The need for leaders to have empathy is at an all-time high and Russell noted that this goes beyond just saying ‘we’re in all this together’ and encompasses being genuinely judgement-free and understanding that individuals deal with challenges in their own way. Trust is another essential factor, she said, and insurance leaders need to unlearn micromanaging behaviours and give their people the space and the freedom to work in the way that suits them best – whether that means adapting work schedules or increasing remote working flexibility as the COVID crisis abates.

“You’re going to have to trust people to get work done without monitoring them,” she said. “[It is] that trust factor in your team that builds contentment. People need to know that they count and that they matter and, when you show trust, it shows that to them. And then another attribute that your people need is for you to be forward-thinking when it comes to career progression and for you to be able to pull remote working teams together and make sure everybody feels united even though we’re all in different areas.”
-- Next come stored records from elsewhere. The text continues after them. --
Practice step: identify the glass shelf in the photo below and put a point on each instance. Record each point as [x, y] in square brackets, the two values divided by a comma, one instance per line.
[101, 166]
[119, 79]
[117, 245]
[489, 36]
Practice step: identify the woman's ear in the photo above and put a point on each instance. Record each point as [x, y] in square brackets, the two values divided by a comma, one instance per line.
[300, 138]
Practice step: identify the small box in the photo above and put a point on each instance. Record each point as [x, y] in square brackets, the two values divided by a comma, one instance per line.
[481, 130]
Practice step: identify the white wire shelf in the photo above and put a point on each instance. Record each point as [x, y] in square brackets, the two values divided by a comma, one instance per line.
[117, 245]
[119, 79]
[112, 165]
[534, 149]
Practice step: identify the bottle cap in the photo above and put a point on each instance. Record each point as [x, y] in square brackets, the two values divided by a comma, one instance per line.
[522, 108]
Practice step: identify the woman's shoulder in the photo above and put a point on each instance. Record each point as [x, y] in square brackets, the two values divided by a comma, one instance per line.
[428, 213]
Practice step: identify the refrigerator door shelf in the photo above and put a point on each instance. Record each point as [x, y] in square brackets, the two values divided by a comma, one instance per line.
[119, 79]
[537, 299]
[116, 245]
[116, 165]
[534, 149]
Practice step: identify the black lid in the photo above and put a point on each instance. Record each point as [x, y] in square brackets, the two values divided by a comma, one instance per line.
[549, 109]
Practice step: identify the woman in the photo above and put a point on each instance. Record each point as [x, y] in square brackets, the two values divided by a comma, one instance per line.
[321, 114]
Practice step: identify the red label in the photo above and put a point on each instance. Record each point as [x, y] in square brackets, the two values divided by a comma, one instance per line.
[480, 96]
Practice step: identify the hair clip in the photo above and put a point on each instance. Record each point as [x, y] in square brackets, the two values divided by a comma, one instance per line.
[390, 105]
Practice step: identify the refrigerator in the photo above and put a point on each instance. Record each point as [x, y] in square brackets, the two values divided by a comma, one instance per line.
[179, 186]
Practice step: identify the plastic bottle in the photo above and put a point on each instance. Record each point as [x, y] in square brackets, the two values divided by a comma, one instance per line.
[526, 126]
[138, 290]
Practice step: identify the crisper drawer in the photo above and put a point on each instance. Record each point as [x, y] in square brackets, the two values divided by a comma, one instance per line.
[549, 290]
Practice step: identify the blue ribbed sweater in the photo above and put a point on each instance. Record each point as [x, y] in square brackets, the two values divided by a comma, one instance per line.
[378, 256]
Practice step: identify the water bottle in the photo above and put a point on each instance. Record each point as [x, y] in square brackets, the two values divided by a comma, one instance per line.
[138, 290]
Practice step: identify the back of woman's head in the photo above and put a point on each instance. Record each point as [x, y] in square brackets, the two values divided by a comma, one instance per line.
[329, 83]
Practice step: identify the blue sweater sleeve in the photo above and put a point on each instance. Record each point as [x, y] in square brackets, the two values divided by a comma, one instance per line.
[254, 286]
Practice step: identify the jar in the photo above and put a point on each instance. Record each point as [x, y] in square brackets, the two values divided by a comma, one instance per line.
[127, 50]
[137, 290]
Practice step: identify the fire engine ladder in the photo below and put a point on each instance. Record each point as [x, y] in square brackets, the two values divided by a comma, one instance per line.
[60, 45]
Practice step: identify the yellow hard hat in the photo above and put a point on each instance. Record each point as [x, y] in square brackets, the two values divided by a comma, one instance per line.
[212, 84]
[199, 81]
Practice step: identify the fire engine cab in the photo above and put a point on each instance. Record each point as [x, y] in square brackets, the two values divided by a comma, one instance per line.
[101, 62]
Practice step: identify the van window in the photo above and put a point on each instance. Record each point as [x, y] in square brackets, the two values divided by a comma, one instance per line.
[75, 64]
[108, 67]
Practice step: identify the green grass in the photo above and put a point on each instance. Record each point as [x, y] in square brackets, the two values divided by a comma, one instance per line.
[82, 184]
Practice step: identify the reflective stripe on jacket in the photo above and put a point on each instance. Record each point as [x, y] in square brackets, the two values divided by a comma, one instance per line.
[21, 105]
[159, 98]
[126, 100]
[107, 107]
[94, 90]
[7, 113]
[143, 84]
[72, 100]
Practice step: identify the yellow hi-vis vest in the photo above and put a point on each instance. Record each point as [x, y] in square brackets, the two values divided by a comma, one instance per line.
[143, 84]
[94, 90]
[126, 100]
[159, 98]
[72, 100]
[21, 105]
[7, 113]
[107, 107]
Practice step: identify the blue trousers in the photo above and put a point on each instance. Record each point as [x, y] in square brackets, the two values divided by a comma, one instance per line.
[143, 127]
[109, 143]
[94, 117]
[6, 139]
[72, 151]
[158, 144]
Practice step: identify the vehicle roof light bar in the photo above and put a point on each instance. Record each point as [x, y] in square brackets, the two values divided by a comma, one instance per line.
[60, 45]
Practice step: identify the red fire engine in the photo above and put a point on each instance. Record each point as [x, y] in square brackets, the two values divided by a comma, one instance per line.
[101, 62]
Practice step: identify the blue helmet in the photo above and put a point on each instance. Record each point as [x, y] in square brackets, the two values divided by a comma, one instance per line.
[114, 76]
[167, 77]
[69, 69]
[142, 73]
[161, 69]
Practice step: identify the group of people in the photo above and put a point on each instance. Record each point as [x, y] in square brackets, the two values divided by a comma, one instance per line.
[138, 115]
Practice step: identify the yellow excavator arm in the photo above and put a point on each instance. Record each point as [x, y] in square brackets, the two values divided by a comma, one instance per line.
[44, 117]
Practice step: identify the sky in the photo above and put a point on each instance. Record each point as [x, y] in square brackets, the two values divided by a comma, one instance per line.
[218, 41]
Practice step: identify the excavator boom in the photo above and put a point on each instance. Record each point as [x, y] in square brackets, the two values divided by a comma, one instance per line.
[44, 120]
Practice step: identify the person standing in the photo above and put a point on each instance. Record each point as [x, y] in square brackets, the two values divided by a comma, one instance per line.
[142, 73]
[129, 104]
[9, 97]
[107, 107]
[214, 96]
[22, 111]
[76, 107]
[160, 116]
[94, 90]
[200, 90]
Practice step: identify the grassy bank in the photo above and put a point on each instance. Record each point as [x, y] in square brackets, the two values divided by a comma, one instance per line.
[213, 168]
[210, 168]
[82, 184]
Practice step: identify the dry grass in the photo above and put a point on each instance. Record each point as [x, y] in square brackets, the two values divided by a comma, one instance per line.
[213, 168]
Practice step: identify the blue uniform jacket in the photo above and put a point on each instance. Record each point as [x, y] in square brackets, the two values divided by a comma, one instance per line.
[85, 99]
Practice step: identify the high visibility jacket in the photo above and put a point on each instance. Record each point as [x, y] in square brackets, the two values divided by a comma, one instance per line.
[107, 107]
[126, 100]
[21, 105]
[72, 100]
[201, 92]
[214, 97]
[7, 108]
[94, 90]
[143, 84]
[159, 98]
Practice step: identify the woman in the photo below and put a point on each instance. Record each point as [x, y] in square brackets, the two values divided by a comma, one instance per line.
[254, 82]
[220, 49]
Insurance leaders must lead by example, she said, and this is not just true when it comes to operational metrics but also when looking at wellbeing concerns and putting the right structures and supports in place to protect mental health. But the responsibility for looking after a team also includes the obligation to follow your own advice and look after yourself as well.

“And if you are taking care of your mental wellness then it’s not about being [completely] mentally well all the time but rather about the fact that you are working on it and dealing with it, which puts you in a good mindset to help others,” she said. “It allows you to be so much more open and unselfish and it’s good to open up and show your vulnerabilities - and I think that’s it’s huge for your people to see that. And if you’re closed off and you’re not dealing with that, then I don’t know how you can be empathetic.”

Being a leader is essentially about accountability, Russell said, and this is the word senior insurance professionals need to have in mind while holding wellness discussions. And that means making sure that these conversations become more than just words and are translated into practical, actionable steps that will better the lives of your teams. Genpact has seized the opportunity that the COVID crisis has afforded to pour resources into setting up sustainable employee wellbeing programmes, supported by services such as access to the Headspace app and interactive virtual events aimed at preventing feelings of isolation during this challenging time.

“And I feel like there’s a stronger bond because of COVID in that sense,” she said, “which offers a positive twist out of what could have just been a bad situation.”